Dive Brief:
- Home improvement retailer Lowe’s violated the National Labor Relations Act (NLRA) when it forbid its workers from discussing their pay, a National Labor Relations Board (NLRB) administrative law judge ruled April 17.
- In defending its policy, Lowe’s said the rule applied to individuals entrusted with non-public information about Lowe’s business and was intended to, among other things, ensure compliance with anti-trust laws; it did not prevent employees from discussing salary information with each other, the company said.
- The judge disagreed, finding that the policy applied to all employees, and interfered with their NLRA rights to discuss the conditions of their employment. Employee discussions about wages, the core of Section 7 rights, are “the grist on which concerted activity feeds,” the judge said, noting that the Board has consistently held that rules or provisions which prohibit employees from discussing wages are unlawful.
Dive Insight:
Lowe's mention of anti-trust laws is a timely one: the U.S. Department of Justice (DOJ) has made clear that it plans to hold HR professionals accountable for anti-trust violations, like wage-fixing and no-poach agreements. Enforcement of this new initiative has begun and, while the agency declined to pursue criminal charges in its first action, it has promised to do so in the future.

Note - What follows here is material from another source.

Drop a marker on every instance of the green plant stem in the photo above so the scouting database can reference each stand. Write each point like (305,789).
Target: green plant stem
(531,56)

Still, the NLRB judge wasn't convinced that Lowe's policy applied only to such situations; instead, the fact that all employees had to sign off on the agreement weighed heavily against the employer. Despite an employer-friendly shift at the NLRB, employers — union or not — still must ensure that they're not interfering with workers' NLRA rights.
And when it comes to pay discussions, NLRA compliance may be more important now than ever. Emboldened by the #MeToo and #TimesUp movements, management-side attorneys are reporting an uptick in demand letters, and federal officials say they expect an increase in gender discrimination charges. That, combined with a pay transparency movement, means that employees may well be discussing pay more often than they have in the past.
Some employers have taken note, and are auditing their compensation plans. Forty-eight percent of companies in a recent survey by Challenger, Gray & Christmas reported that they are reviewing their polices to assure pay equity. In the poll of 150 HR executives at U.S. companies, 17% said they aren't assessing their policies, while 28% said they're already paying women and men equal wages.
Pressure from workers, combined with new state and local laws limiting pay questions, are beginning to drive employers to standardize their compensation structures, rely more heavily on market data and discuss pay earlier in the hiring process.